My more liberal minded listeners will be surprised by this next statement. As much as I decry the victimization and intersectionality so common on Earth, I like to see such things that tend to upset some of my fellow conservatives. I love to see “Black Pride” month or “Italian Pride” days. I love St. Patrick’s day parades, and I even salute people who march openly to proclaim “Gay Pride.” That seems to me to be pure Gorean thinking. Do people, I ask, not love themselves because they have no Home Stone, or do they have no Home Stone because they do not love themselves. If Gor is about love, it is going to have to start with loving yourself, and work out from there.
The second question?
“How does a city obtain a Home Stone?” I asked.
“Men decide she shall have one,” said Tab.
“Yes, I said, “that is how a city obtains a Home Stone.”
Page 251 Raider of Gor
Once again, it is on us. We make this decision to change our thinking and we make the decision to become Goreans, the people of the Home Stone. This exists on every level. We make the decision to turn inward and begin to love and have pride in who and what we are, and we make the decision to accept our responsibilities for our slaves, our communities, our families, and to humanity itself. In the cave of Torvald in Marauders, Tarl says it is on us, and those like us.
And here is the quote that touches me the most deeply.
“There were great cheers, and cries, and shouts, and the lifting of torches and weapons. I saw men weep. And women. And I saw fathers lift their sons upon their shoulders that they might see the stone.”
Page 257 Raiders of Gor
From the first day I read this chapter, right up to this morning when I reread it to finish up this talk, I sensed that contained within it was the secret of Gor. Long ago, after reading it, I went outside and walked around my yard. Laying buried in the dirt and covered by weeds was a simple stone. I dug it out and cleaned it, and with a knife, carved a letter “G” and placed it on the mantle of my fireplace.
And I was with some friends and fellow believers this summer, when a simple slave girl named “lildevil” walked down to the edge of the marsh at Caer Cadarn, and came back with a simple stone. And men, and women, held it in their hand and said. “I accept the Home Stone of Caer Cadarn.”

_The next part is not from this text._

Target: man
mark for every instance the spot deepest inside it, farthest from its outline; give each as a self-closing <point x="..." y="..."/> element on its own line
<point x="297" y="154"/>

I spent a lot of time deciding on the other two passages to call my favorite and most influential, but this chapter was a no brainer.
I want to end by thanking everyone who was involved in this seminar for the past year. Especially, the ones that attended and commented and even disagreed with me. I want to thank the people who built the Gorean Campus, and those that stepped up to keep it alive and growing. Marcus of Ar said Gor is about love. And he mentioned, the love of truth. That love is what I have tried to express here.
I would like you to take this opportunity today to critique how well this has been accomplished. What do you think of this seminar, and do you think we should continue to explore the Philosophy of Second Life Gor? Do you think this format of “short talk followed by discussion” works well? What changes should be made, and what topics should we pursue?